Roschier Helsinki Partner Markku Tuominen says the International Organization for Standardization (ISO) has introduced a new brand valuation standard which provides a consistent and transparent framework for determining the monetary value of a brand. In addition, companies like BrandWorxx measure the performance of different brand touch points at regular intervals to help companies determine the payback on brand investments.

“The monetary value is not so relevant in terms of whether or not it’s right or wrong. But the importance is the development – monitoring and controlling the development based on management decisions,” Tuominen notes.

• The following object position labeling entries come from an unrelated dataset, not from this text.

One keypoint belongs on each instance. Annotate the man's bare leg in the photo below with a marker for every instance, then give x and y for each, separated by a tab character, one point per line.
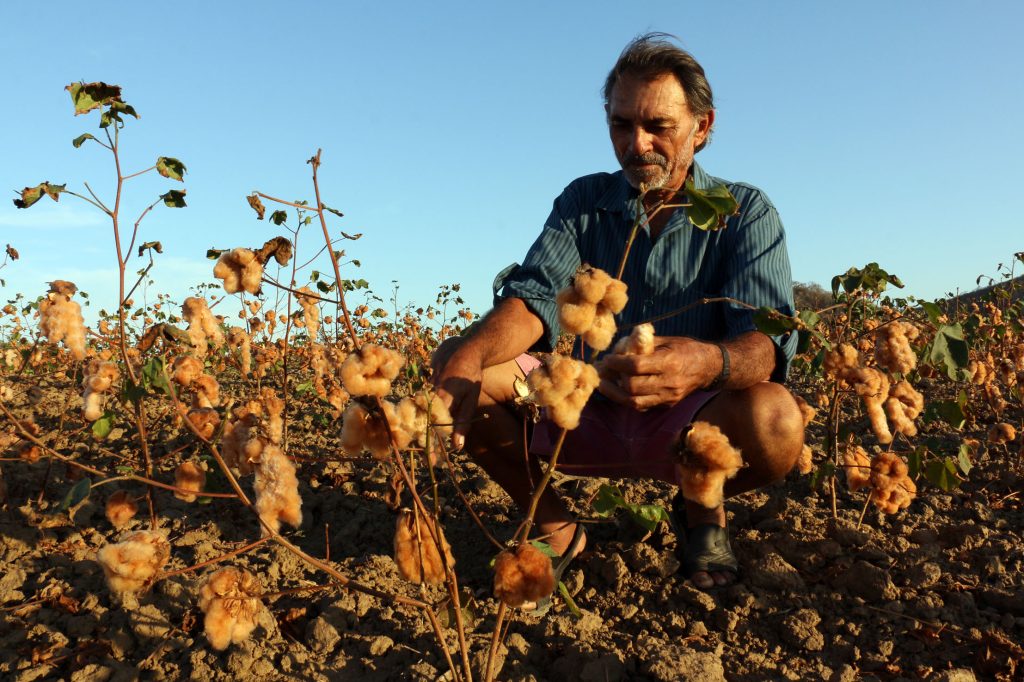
765	424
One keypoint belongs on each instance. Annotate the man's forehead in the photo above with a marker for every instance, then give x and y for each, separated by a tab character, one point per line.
656	95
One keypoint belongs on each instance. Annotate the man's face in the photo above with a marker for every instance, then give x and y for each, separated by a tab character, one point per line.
652	130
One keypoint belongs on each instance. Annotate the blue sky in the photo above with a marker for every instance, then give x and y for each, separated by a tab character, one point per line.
883	131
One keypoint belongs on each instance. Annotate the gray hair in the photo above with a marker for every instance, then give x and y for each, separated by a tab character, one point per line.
653	54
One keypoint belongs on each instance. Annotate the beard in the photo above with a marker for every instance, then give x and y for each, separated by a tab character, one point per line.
639	172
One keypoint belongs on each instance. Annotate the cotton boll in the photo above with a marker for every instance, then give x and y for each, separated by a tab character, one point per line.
574	314
416	552
188	476
602	331
363	431
615	296
132	563
278	489
229	598
185	370
710	460
371	371
523	576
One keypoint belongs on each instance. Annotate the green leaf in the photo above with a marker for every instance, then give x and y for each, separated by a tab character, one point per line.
87	96
826	470
545	549
771	322
949	351
964	460
174	199
77	495
80	140
102	426
647	516
914	461
32	195
113	115
950	412
257	206
869	279
942	473
564	592
608	499
709	208
156	246
933	310
171	168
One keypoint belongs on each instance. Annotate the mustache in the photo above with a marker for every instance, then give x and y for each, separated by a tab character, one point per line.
651	158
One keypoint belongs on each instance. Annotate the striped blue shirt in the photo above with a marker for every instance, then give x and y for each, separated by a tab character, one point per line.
591	222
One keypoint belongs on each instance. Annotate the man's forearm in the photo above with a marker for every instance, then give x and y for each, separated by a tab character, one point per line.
752	359
505	333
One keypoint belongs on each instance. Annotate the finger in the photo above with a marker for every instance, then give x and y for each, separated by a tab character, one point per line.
611	390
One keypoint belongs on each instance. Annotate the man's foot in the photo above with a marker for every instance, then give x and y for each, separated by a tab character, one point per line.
702	545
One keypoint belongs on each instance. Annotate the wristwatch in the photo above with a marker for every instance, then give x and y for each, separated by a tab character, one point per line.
723	376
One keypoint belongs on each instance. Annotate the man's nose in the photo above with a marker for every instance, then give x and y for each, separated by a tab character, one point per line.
640	142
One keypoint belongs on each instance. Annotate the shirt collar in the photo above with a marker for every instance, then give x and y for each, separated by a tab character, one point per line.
621	196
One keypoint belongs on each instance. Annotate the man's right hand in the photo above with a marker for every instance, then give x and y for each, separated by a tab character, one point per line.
458	374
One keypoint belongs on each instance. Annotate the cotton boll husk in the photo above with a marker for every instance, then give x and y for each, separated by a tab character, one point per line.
591	284
839	361
229	597
1001	433
574	314
204	420
897	498
615	296
602	331
310	312
240	270
416	552
806	411
238	338
207	391
371	371
361	431
805	463
121	508
60	320
888	471
130	564
278	489
185	370
523	576
903	406
563	385
858	467
710	460
189	476
273	411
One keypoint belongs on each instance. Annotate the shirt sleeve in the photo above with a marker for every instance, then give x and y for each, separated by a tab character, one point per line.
547	268
759	273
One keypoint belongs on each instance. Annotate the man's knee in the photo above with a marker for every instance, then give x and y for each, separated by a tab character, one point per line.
765	423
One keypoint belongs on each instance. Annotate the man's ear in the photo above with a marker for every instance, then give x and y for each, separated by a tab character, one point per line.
705	124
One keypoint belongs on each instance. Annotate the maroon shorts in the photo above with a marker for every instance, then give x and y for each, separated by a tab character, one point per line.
616	441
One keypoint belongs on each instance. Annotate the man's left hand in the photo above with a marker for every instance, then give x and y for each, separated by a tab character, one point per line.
678	367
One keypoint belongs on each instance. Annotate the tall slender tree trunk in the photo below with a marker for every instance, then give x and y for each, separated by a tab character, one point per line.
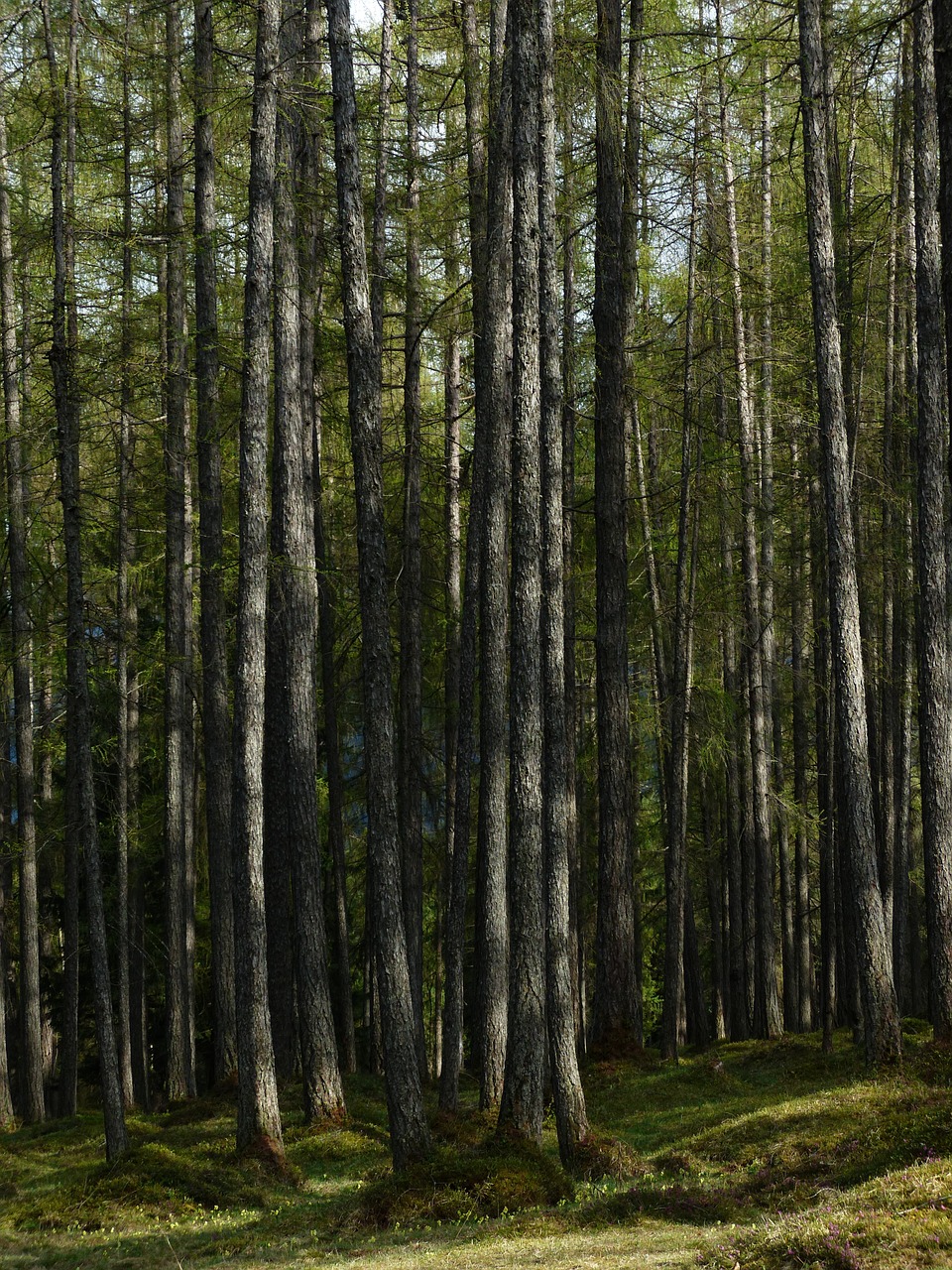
259	1116
767	1016
676	691
616	1006
126	608
494	400
178	706
409	1133
216	721
571	1120
296	594
524	1087
66	395
452	578
312	211
933	540
880	1010
460	860
31	1066
411	677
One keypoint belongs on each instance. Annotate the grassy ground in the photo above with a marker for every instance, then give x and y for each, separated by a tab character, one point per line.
767	1156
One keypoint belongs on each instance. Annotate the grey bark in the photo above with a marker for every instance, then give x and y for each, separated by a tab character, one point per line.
67	407
458	862
179	915
494	400
616	1006
411	674
767	1016
524	1087
880	1010
571	1120
408	1125
216	719
933	540
296	592
18	498
258	1114
126	607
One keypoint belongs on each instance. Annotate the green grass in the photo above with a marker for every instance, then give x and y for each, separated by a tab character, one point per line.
770	1156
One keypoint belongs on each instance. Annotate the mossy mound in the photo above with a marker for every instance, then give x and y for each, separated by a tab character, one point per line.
493	1179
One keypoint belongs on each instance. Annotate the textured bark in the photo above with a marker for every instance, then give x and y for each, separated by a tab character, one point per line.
411	677
452	579
409	1134
493	389
179	913
379	232
767	1016
942	36
801	789
296	592
880	1011
31	1065
126	607
521	1107
739	1020
676	691
616	1005
571	1120
343	988
458	862
258	1114
932	502
66	397
216	720
770	666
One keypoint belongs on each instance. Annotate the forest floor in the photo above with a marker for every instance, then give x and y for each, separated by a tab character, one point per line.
758	1155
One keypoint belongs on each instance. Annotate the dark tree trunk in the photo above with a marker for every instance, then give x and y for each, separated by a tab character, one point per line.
31	1066
493	400
460	860
126	606
409	1133
66	395
296	590
616	1006
524	1086
933	540
873	955
411	675
571	1120
767	1014
216	721
258	1114
179	913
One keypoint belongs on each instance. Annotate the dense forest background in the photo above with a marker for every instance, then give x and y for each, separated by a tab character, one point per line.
477	544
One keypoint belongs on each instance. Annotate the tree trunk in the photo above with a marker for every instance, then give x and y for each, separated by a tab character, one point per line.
616	1006
294	571
409	1134
66	395
495	403
31	1066
767	1016
411	675
178	706
571	1120
216	721
259	1116
933	540
524	1087
460	860
880	1011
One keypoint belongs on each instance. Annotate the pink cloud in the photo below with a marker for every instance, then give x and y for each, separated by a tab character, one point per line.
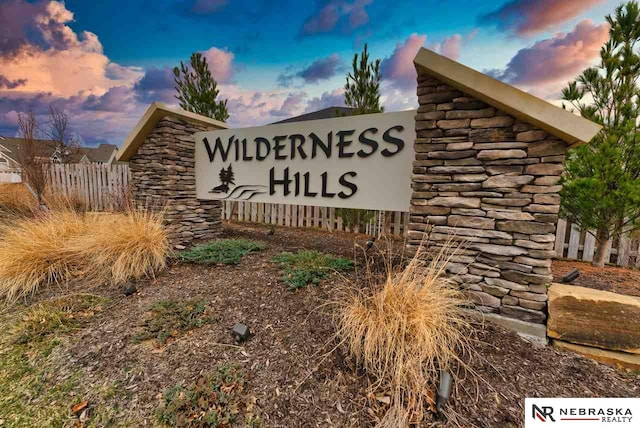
398	69
527	17
291	106
334	98
220	63
62	62
327	18
548	64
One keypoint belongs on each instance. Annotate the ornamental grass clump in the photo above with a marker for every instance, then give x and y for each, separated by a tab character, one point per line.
35	252
403	331
16	201
122	247
57	247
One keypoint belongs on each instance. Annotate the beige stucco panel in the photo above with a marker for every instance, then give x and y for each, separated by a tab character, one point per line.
151	117
557	121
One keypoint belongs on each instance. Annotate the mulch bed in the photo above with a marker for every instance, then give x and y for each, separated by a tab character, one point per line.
293	375
609	278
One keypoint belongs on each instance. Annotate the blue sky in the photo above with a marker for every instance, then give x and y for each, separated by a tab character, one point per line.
103	62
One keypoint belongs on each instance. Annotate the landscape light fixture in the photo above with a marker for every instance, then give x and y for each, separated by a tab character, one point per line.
444	390
241	332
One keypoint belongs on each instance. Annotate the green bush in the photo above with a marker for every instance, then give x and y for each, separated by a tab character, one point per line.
58	315
224	251
169	318
309	267
213	400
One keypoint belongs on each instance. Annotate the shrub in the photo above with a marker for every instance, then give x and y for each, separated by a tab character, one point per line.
224	251
58	315
403	332
59	246
213	400
309	267
168	319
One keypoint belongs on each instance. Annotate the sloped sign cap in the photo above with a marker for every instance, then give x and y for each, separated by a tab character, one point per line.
556	121
149	120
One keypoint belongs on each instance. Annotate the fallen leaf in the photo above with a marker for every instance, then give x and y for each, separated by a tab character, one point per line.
384	399
81	405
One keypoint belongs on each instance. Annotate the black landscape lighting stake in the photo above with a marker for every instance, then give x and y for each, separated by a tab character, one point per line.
444	390
241	332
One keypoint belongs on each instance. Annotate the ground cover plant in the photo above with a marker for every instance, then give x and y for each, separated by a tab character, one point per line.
293	377
28	394
56	316
308	267
405	330
169	319
223	251
58	246
214	400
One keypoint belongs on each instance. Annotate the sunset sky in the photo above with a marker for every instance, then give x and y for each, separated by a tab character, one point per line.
105	61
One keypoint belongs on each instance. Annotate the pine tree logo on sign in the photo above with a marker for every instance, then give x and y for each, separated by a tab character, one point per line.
352	162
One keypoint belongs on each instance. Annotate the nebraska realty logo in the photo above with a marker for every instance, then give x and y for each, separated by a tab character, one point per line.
582	412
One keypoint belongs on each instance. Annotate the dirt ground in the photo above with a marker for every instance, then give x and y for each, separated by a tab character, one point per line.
609	278
292	376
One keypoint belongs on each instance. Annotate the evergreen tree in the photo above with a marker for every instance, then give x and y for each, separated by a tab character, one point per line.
602	181
197	90
362	93
362	90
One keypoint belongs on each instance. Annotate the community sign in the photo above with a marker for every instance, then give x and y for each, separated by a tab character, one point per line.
346	162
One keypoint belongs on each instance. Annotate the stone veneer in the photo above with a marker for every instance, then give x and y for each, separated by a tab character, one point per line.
492	180
163	177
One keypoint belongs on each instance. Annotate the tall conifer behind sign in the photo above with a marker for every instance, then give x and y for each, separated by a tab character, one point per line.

Risk management crucial for brand protection

Roschier’s brand experts point to the importance of risk management programs led by competent professionals to mitigate compromising – and devaluing – brands. Apart from actively managing trademark and IP portfolios to ensure they are current, companies also need to look ahead.

“Think ahead to consider not only markets where you’re doing business today, but also where you’ll be doing business tomorrow. Whether or not you actually have a global reach, think about if you have sufficient trademark protection in all the markets where you operate,” advises Roschier Sweden’s Ficks, adding that failure to register trademarks locally could see companies embroiled in costly litigation to safeguard their trademarks after the fact.

IP audits conducted by trusted advisors will help companies ensure that their trademarks and other intellectual property are registered in every relevant country. According to Tuominen, centralized registration systems like the European Union trademark system allow companies to register their marks in one central office, offering protection in the entire EU.

“It’s important to utilize these systems and also before you start using any trademark it’s vital that you conduct searches before the launch, because someone else may have already registered a similar mark for similar goods or services and then you’ll find yourself in a dispute,” Tuominen cautioned.

Depending on the number of countries, classes of trademarks, number of goods and services requiring protection, the registration process may be costly. But the alternative – expensive trademark infringement litigation or the cost of altering all of the marketing assets related to a product or service launch – could be far worse.